What I would like to impart to you today is that you DO NOT need to add guilt to your grief. First, I would like to challenge you to rethink the question, “why is God allowing this to happen to me?” Is God “ALLOWING” something to happen or does life happen, with all of its ups and downs, despite what God does or doesn’t want? Second, God is love. God is grace. God is present. Repeat those words to yourself, make them your mantra and trust that God is with you, that God wants NOTHING MORE than for you to have hope, for you to rise up out of the situation you’re in, for you to heal, and for you to experience wholeness.

With that said, you do not need to add guilt to your grief. God doesn’t do guilt; guilt is not from God! It is not only okay for you to express your anger and doubt to God, but God WANTS YOU TO. It is a part of the grieving process, when we are grieving any type of loss or circumstance, and it is necessary to our health. Anger, doubt, and asking God the tough questions does not show a dying faith or a lack of faith; rather, quite the contrary…it shows a STRONG FAITH and a STRONG RELATIONSHIP with GOD.

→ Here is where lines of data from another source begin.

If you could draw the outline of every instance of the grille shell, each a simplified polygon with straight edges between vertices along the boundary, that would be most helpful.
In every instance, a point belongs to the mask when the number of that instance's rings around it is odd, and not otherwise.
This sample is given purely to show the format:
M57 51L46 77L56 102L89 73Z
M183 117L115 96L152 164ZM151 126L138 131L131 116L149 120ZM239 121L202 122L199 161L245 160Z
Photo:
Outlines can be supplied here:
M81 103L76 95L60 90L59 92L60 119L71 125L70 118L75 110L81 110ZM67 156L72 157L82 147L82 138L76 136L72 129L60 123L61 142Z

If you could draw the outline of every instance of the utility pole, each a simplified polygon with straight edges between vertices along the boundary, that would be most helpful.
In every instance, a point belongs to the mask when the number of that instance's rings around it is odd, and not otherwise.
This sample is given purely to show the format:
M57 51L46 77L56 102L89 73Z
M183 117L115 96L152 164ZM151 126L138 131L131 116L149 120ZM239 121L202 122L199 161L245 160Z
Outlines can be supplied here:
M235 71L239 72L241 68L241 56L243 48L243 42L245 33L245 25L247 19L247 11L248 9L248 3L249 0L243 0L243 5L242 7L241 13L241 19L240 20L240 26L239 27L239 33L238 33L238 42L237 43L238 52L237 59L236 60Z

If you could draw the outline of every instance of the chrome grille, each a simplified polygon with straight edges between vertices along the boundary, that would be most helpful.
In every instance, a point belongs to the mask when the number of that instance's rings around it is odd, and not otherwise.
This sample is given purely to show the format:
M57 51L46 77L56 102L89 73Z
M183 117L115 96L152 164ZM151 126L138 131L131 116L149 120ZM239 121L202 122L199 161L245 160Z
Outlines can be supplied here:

So fear not, God is with you! Be liberated in the fact that you are not alone in your struggles. That in spirit, and in the lives of those supporting you, GOD IS WITH YOU. Do not add guilt to your grief, for your grief is enough to bear on its own. God is calling out to you through the words of Jesus, “Come to me, all of you who are weary and carry heavy burdens, for I will give you rest.”

THOUGHT OF THE DAY

“I am with you. I will not fail you or forsake you.” – God (Joshua 1:5)

PRAYER

Lord, thank you for your undying presence in my life and thank you for your listening to me in my times of need. Help me to see when I cannot and to have the peace of your presence when the storms rage on and I feel alone. Amen.